De nationale parken van de Verenigde Staten ontdekken
De nationale parken van Amerika staan bekend om hun spectaculaire natuur. Maar voor de meeste Amerikanen zijn ze meer dan dat. John B. Oakes van de New York Times schreef ooit: 'Ze zijn even heilig als de vlag, het moederschap en appeltaart'. Dankzij de natuurparken beschermen de Verenigde Staten grote delen van de ongerepte wildernis van het land. De in 1916 opgerichte National Park Service beheert de parken. Voor toeristen zijn de 59 nationale parken stuk voor stuk trekpleisters waar je al gauw meerdere dagen mee zoet bent.
Natuurparken in Amerika
De vorming van nationale parken begon al in de negentiende eeuw. In 1872 riep president Ulysses S. Grant het Yellowstone park uit tot het eerste nationale park in de VS. In de loop der jaren volgden tal van andere natuurgebieden. Zo werd Yosemite in Californië een beschermd park in 1890. In 1899 werd ook Mount Rainier in Oregon tot nationaal park uitgeroepen.
In de twintigste eeuw werden steeds meer nationale parken opgericht.
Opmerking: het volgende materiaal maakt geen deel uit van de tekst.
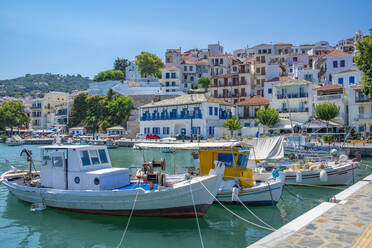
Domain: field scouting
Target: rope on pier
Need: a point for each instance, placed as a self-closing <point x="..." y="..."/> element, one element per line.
<point x="196" y="216"/>
<point x="236" y="215"/>
<point x="130" y="216"/>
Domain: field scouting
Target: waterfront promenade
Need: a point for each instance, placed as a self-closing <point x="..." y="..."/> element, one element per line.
<point x="345" y="221"/>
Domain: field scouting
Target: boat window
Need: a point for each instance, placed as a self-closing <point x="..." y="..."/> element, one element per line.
<point x="57" y="161"/>
<point x="47" y="152"/>
<point x="94" y="156"/>
<point x="85" y="158"/>
<point x="227" y="158"/>
<point x="102" y="156"/>
<point x="242" y="160"/>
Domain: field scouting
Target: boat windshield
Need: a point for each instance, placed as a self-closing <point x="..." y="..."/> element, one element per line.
<point x="226" y="158"/>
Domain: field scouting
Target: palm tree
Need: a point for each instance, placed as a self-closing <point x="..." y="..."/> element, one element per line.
<point x="233" y="125"/>
<point x="268" y="117"/>
<point x="326" y="111"/>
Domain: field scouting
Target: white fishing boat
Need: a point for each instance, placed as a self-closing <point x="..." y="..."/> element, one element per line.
<point x="111" y="144"/>
<point x="338" y="170"/>
<point x="15" y="140"/>
<point x="80" y="178"/>
<point x="239" y="184"/>
<point x="298" y="146"/>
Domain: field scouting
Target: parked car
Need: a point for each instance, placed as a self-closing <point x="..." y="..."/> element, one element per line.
<point x="152" y="136"/>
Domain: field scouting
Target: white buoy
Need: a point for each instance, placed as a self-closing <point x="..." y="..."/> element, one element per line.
<point x="323" y="176"/>
<point x="298" y="177"/>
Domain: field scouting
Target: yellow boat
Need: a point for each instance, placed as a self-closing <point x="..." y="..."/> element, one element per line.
<point x="239" y="183"/>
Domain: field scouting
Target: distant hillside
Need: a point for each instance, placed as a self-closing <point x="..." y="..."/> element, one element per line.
<point x="41" y="83"/>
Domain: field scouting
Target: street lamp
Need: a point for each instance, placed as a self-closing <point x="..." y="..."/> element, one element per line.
<point x="191" y="116"/>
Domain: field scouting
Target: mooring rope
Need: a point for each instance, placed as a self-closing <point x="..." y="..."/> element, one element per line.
<point x="196" y="216"/>
<point x="130" y="216"/>
<point x="252" y="213"/>
<point x="236" y="215"/>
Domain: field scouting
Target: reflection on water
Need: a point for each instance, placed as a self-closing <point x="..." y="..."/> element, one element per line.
<point x="57" y="228"/>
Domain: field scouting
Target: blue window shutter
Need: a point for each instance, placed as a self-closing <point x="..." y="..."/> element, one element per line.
<point x="351" y="80"/>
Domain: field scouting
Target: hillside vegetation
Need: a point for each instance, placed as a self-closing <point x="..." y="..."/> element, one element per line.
<point x="42" y="83"/>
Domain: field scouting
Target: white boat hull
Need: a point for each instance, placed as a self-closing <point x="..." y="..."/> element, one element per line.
<point x="306" y="153"/>
<point x="342" y="175"/>
<point x="171" y="201"/>
<point x="260" y="194"/>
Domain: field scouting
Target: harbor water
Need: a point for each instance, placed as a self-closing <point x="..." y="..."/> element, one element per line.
<point x="58" y="228"/>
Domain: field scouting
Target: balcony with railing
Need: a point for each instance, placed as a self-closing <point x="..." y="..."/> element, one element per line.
<point x="335" y="97"/>
<point x="171" y="116"/>
<point x="61" y="112"/>
<point x="293" y="110"/>
<point x="361" y="99"/>
<point x="38" y="106"/>
<point x="292" y="95"/>
<point x="365" y="116"/>
<point x="231" y="95"/>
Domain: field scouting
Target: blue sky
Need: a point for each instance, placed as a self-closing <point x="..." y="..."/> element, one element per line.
<point x="85" y="37"/>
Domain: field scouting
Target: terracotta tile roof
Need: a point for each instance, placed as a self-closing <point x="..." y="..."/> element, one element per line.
<point x="330" y="87"/>
<point x="262" y="44"/>
<point x="279" y="79"/>
<point x="171" y="67"/>
<point x="336" y="53"/>
<point x="345" y="71"/>
<point x="218" y="55"/>
<point x="292" y="82"/>
<point x="282" y="44"/>
<point x="295" y="54"/>
<point x="255" y="101"/>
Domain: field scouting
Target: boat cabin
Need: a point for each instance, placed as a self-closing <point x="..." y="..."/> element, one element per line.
<point x="80" y="167"/>
<point x="236" y="163"/>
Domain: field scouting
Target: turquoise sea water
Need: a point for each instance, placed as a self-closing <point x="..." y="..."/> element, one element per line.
<point x="19" y="227"/>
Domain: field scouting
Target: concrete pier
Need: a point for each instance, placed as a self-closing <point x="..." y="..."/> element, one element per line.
<point x="345" y="221"/>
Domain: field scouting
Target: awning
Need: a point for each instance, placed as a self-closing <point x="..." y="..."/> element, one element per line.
<point x="285" y="124"/>
<point x="321" y="124"/>
<point x="189" y="146"/>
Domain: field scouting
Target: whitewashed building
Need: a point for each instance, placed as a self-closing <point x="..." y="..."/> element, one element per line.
<point x="333" y="62"/>
<point x="171" y="79"/>
<point x="293" y="99"/>
<point x="360" y="110"/>
<point x="347" y="77"/>
<point x="193" y="114"/>
<point x="335" y="93"/>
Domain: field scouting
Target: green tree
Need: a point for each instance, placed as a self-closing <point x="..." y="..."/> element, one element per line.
<point x="232" y="124"/>
<point x="268" y="117"/>
<point x="364" y="62"/>
<point x="149" y="64"/>
<point x="121" y="64"/>
<point x="110" y="94"/>
<point x="326" y="111"/>
<point x="109" y="75"/>
<point x="96" y="113"/>
<point x="13" y="114"/>
<point x="204" y="82"/>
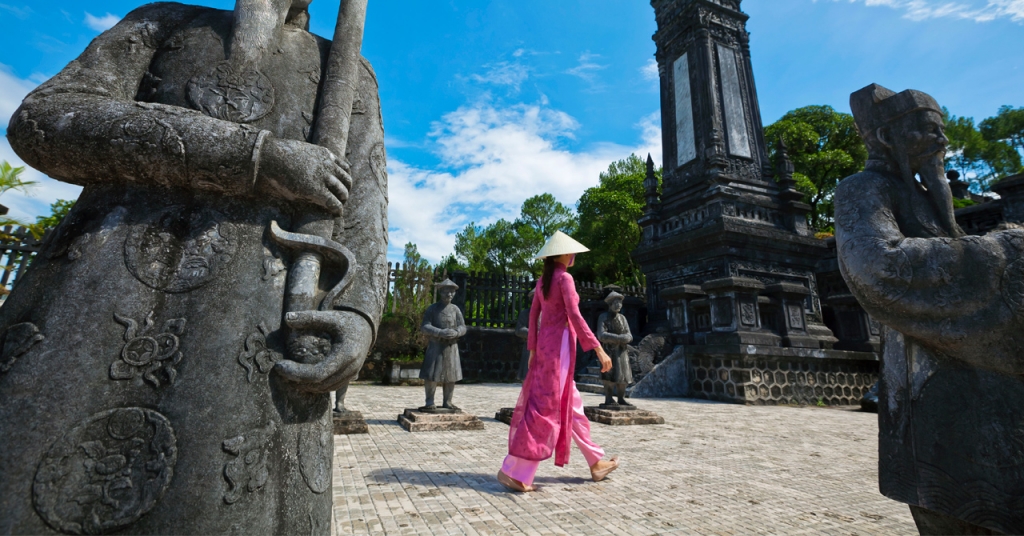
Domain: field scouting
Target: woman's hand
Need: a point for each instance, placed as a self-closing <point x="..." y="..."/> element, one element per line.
<point x="603" y="358"/>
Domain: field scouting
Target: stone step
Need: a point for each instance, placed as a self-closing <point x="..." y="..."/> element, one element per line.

In 1908 werd ook de Grand Canyon een nationaal monument maar al gauw kreeg het in 1919 de status van nationaal park.
Haast elke president in de geschiedenis van de VS voegde wel een aantal nationale monumenten en parken toe aan het erfgoed. Zo riep Barack Obama in 2013 het Pinnacles National Monument in Californië tot nationaal park uit. De teller staat hiermee op 59 nationale parken verspreid over de hele VS.
Bezoekers
Jaarlijks bezoeken zo'n 300 miljoen mensen de Amerikaanse nationale parken. Bijna 22.000 park rangers leiden alles in goede banen, beheren de parken en organiseren activiteiten. Met hun donkergroene broek, grijs hemd en breedgerande hoed zijn de park rangers hét symbool van de National Park Service die in 2016 haar honderdste verjaardag vierde.